Reputation: 103
I want to get a string of origin bytes (assemble code) without encoding to another encoding. As the content of bytes is shellcode, I do not need to encode it and want to write it directly as raw bytes. By simplify, I want to convert "b'\xb7\x00\x00\x00'" to "\xb7\x00\x00\x00" and get the string representation of raw bytes. For example:
>> byte_code = b'\xb7\x00\x00\x00\x05\x00\x00\x00\x95\x00\x00\x00\x00\x00\x00\x00'
>> uc_str = str(byte_code)[2:-1]
>> print(byte_code, uc_str)
b'\xb7\x00\x00\x00\x05\x00\x00\x00\x95\x00\x00\x00\x00\x00\x00\x00' \xb7\x00\x00\x00\x05\x00\x00\x00\x95\x00\x00\x00\x00\x00\x00\x00
Currently I have only two ugly methods,
>> uc_str = str(byte_code)[2:-1]
>> uc_str = "".join('\\x{:02x}'.format(c) for c in byte_code)
Raw bytes usage:
>> my_template = "const char byte_code[] = 'TPL'"

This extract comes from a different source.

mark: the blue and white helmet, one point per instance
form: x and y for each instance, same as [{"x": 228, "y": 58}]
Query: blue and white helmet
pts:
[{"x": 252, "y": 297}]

>> uc_str = str(byte_code)[2:-1]
>> my_code = my_template.replace("TPL", uc_str)
# then write my_code to xx.h
Is there any pythonic way to do this?
Upvotes: 1
Views: 1299
Reputation: 41
I came across this trying to do something similar with some SNMP code.
byte_code = b'\xb7\x00\x00\x00\x05\x00\x00\x00\x95\x00\x00\x00\x00\x00\x00\x00'
text = byte_code.decode('raw_unicode_escape')
writer_func(text)
It worked to send an SNMP Hex string as an OctetString when there was no helper support for hex.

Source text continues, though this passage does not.